Now for an example. You’re trading on an economic indicator. So you’ve woken up, stumbled out of bed, missed the toilet bowl, and seat, hit your slippers, yuk… You’ve made your coffee, gradually gotten your eyes to unstick, perused your economic calendar and by Job you’re ready to trade aren’t you!? A piece of nifty economic data is due to be released any minute. Say it’s NFP so you’ll be trading on USD/JPY. The figures come in and they’re baaaaaad for the USD. Significantly worse than expected. You time your trade perfectly, getting in just as the USD begins to drop, your PUT trade is looking successful from the get go, there is no way on earth it could possibly end out of the money. But wise grasshopper catch tend at reversal too, make more money, and don’t forget breathe… In the ten minutes after the terrible trading day for the USD which you have masterfully capitalised on and made big dough it hits what looks like a bottom. You’ve spotted this as the next candlestick starts to look uncertain as to where it’s going, you’ve confirmed it by checking your RSI which is indicating that USD/JPY is greatly oversold and ripe for a reversal. Now what a lot of you silly rabbits have been doing at this point is placing your CALL trades as soon as the price is looking like it’s reaches a bottom and have been ending up out of the money because of it.

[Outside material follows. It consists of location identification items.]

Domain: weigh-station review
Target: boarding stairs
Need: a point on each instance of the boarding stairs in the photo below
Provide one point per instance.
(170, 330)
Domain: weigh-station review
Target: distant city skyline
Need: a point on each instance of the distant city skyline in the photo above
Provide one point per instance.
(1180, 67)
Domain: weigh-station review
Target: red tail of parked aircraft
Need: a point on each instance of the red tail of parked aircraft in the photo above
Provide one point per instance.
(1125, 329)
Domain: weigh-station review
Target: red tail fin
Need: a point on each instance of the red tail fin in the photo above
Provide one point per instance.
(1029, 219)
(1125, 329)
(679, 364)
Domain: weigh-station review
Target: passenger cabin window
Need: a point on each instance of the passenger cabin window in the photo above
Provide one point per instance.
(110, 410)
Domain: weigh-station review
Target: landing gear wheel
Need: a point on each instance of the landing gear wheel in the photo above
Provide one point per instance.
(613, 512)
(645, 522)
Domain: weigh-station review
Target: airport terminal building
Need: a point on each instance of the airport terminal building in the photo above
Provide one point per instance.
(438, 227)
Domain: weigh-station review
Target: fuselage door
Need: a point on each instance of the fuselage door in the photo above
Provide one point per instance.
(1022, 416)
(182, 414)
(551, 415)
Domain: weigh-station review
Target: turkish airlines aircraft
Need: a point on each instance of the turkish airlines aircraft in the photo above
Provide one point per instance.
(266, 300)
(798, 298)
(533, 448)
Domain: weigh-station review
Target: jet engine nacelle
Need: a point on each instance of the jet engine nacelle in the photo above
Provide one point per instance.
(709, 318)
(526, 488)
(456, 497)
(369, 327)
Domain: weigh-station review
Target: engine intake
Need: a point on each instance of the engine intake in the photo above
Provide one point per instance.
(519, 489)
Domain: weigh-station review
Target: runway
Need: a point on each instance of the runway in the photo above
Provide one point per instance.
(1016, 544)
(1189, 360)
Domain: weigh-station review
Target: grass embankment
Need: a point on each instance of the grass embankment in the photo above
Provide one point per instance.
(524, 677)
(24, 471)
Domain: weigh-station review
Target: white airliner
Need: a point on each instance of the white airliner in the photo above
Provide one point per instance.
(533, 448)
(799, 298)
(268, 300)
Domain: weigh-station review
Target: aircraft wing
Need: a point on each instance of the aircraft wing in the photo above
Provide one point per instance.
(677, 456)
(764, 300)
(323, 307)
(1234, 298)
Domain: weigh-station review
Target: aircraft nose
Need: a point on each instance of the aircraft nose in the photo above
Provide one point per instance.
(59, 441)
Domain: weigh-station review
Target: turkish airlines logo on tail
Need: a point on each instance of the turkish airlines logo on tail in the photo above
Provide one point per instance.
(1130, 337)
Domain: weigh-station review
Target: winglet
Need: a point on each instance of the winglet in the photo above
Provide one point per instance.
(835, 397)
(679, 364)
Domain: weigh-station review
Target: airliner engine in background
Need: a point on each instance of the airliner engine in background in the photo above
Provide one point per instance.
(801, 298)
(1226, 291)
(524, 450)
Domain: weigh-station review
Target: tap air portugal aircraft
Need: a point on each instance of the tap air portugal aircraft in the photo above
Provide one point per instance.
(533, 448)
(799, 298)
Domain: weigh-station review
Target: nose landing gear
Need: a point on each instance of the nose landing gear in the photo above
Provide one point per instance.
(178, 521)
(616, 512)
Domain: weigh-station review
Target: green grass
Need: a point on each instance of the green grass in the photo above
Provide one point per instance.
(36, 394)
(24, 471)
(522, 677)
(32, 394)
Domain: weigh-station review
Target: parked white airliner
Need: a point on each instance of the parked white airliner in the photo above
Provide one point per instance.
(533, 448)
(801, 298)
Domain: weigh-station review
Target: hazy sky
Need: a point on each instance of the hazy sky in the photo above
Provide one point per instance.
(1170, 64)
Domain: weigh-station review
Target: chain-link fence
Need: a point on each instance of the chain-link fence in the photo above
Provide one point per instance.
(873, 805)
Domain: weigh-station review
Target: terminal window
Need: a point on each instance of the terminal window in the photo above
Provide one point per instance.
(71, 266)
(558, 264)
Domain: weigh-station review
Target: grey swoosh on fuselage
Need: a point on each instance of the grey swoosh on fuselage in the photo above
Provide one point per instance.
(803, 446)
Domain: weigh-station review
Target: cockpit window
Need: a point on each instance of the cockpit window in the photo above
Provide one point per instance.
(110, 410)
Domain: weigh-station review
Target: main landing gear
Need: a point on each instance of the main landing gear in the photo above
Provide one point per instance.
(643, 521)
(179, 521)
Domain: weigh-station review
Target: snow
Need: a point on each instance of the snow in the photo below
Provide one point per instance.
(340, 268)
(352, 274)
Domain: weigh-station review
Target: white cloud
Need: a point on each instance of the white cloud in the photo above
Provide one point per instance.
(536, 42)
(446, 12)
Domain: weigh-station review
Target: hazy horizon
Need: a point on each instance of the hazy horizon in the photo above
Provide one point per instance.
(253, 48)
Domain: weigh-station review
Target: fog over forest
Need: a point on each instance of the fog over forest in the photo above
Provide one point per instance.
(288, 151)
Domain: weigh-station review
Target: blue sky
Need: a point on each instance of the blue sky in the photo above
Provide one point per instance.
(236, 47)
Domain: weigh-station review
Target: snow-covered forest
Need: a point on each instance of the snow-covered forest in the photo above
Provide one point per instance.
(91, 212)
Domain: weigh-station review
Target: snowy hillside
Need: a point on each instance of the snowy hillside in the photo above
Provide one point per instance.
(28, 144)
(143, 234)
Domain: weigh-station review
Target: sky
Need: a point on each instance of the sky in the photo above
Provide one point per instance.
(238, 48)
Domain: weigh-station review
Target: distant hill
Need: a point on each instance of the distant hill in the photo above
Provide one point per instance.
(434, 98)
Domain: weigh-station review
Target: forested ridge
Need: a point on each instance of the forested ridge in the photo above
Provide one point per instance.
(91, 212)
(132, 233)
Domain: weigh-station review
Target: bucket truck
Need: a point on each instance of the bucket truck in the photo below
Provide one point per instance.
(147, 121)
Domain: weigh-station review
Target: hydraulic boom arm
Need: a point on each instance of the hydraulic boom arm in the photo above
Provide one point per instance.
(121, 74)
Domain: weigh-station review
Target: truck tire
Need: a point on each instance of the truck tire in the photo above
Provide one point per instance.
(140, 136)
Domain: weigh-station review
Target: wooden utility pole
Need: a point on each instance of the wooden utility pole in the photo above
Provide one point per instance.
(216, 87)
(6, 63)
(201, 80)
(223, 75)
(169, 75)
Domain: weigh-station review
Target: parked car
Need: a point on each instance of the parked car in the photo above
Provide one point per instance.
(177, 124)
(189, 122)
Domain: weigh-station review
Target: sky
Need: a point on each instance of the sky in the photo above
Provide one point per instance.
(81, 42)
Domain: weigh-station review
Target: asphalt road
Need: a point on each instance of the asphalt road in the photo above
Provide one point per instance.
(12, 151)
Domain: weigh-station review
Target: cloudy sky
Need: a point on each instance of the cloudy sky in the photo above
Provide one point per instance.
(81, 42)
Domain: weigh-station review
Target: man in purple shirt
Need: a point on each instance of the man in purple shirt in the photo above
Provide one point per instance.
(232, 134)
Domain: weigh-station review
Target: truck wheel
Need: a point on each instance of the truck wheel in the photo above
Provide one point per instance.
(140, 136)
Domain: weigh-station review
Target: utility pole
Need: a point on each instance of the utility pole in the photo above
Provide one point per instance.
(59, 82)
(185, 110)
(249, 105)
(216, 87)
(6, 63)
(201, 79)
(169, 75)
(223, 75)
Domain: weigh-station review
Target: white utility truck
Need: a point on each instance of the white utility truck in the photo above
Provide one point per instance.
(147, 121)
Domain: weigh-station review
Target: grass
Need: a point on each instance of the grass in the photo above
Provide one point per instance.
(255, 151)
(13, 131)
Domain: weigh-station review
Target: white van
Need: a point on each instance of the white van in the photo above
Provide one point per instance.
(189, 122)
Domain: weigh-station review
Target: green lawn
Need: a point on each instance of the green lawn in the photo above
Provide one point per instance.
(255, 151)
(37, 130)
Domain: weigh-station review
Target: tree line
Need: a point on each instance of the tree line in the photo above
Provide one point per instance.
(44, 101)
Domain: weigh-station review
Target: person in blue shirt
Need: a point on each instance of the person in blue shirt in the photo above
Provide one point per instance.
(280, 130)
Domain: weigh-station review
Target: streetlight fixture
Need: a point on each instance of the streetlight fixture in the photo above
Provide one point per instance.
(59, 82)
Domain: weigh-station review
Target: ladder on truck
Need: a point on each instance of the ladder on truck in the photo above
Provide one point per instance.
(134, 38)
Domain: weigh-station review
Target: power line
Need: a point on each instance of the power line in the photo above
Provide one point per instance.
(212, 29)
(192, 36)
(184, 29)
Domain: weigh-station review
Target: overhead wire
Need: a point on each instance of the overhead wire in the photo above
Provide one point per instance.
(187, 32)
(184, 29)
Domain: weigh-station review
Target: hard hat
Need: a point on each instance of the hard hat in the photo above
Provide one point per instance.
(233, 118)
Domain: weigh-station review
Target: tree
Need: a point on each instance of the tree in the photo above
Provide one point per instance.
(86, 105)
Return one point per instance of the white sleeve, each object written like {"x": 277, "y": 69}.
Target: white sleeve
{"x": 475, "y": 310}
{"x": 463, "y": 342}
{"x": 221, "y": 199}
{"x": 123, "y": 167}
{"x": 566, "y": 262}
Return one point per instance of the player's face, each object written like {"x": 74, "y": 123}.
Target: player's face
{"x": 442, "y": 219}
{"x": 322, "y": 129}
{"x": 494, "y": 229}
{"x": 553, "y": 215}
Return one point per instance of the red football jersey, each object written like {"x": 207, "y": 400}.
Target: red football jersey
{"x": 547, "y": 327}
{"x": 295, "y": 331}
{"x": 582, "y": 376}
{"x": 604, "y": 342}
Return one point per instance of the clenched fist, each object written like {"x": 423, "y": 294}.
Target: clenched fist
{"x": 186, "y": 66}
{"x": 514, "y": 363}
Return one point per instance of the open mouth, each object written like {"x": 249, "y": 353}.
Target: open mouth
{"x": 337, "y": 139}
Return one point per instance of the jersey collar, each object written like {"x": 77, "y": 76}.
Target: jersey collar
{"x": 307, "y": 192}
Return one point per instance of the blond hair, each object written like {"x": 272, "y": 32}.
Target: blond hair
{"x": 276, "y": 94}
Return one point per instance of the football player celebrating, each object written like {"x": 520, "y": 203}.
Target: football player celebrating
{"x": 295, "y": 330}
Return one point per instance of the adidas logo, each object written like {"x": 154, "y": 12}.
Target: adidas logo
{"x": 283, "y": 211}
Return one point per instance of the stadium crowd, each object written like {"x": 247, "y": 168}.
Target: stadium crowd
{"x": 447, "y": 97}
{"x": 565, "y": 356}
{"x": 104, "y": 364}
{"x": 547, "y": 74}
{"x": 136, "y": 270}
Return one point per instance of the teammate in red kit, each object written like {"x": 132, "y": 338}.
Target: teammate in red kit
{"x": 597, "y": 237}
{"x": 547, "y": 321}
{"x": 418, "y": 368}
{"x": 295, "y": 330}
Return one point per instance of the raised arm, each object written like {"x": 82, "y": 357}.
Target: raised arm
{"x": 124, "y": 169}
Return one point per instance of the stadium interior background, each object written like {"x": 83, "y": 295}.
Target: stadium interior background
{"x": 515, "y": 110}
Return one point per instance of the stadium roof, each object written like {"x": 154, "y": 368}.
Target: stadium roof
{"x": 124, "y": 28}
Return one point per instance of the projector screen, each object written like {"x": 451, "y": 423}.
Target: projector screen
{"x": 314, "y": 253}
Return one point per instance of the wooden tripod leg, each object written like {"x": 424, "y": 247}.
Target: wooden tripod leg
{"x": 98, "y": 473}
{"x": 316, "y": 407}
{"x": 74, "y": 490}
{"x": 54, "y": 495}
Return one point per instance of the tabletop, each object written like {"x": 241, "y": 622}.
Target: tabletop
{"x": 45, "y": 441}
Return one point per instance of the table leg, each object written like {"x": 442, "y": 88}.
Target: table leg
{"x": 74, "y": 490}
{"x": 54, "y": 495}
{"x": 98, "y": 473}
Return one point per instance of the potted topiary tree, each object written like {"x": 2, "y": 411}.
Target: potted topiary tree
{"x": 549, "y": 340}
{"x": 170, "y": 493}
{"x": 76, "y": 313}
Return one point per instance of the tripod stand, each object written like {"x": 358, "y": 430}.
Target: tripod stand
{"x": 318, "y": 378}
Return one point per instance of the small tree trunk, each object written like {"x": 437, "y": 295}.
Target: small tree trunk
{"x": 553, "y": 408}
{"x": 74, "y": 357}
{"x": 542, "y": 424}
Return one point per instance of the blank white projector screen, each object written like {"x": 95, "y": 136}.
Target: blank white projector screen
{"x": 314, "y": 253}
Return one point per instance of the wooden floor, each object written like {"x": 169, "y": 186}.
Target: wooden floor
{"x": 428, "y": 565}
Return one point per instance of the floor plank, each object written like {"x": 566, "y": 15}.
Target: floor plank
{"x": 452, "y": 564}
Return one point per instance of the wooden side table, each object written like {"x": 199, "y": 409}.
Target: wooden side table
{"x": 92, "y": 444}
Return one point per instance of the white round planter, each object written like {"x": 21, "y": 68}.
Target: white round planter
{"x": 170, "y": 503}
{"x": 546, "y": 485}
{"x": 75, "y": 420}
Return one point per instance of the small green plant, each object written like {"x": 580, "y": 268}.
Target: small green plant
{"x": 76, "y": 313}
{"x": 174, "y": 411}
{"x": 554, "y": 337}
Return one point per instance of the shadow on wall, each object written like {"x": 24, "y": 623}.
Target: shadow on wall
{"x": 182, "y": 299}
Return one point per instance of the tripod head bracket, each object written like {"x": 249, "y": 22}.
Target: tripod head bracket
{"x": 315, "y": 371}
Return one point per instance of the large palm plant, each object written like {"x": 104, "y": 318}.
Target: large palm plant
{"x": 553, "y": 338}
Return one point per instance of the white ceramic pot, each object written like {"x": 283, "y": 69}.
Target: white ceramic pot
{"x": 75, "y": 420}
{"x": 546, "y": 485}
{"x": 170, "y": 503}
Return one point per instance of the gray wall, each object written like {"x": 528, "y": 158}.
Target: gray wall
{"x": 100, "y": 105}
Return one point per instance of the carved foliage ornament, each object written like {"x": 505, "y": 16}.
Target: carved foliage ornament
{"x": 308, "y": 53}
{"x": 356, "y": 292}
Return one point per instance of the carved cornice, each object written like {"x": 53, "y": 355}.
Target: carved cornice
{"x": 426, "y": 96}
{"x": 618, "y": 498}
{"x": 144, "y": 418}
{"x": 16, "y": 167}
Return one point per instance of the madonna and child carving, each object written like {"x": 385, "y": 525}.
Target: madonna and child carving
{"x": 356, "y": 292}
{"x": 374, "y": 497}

This can all so easily be averted by recognising one simple fact. Reversals do not all happen as smoothly and as easily as you might hope. In fact off the back of most major economic releases that cause radical price action you get fake reversals. The price stabilises, looking as though it’s about to reverse, and then continues to drop. It’s essential that before you take a position you watch out for these fake reversals and they are very easy to spot. The way to do this is just to hold your horses for just a little while longer and wait and see. I know this can be tricky, especially when you feel you’ve just found the perfect moment to act, but just a little bit of patience will go a long way. It’s all in the candlesticks, wait for at least three candlesticks before taking your position, if they start getting shorter and shorter and a further drop does not take place then place your reversal option, in this case a CALL, if not wait for the price to drop a little further, wait a few candlesticks, and get in just as it starts to rise. Simple as that! No go play!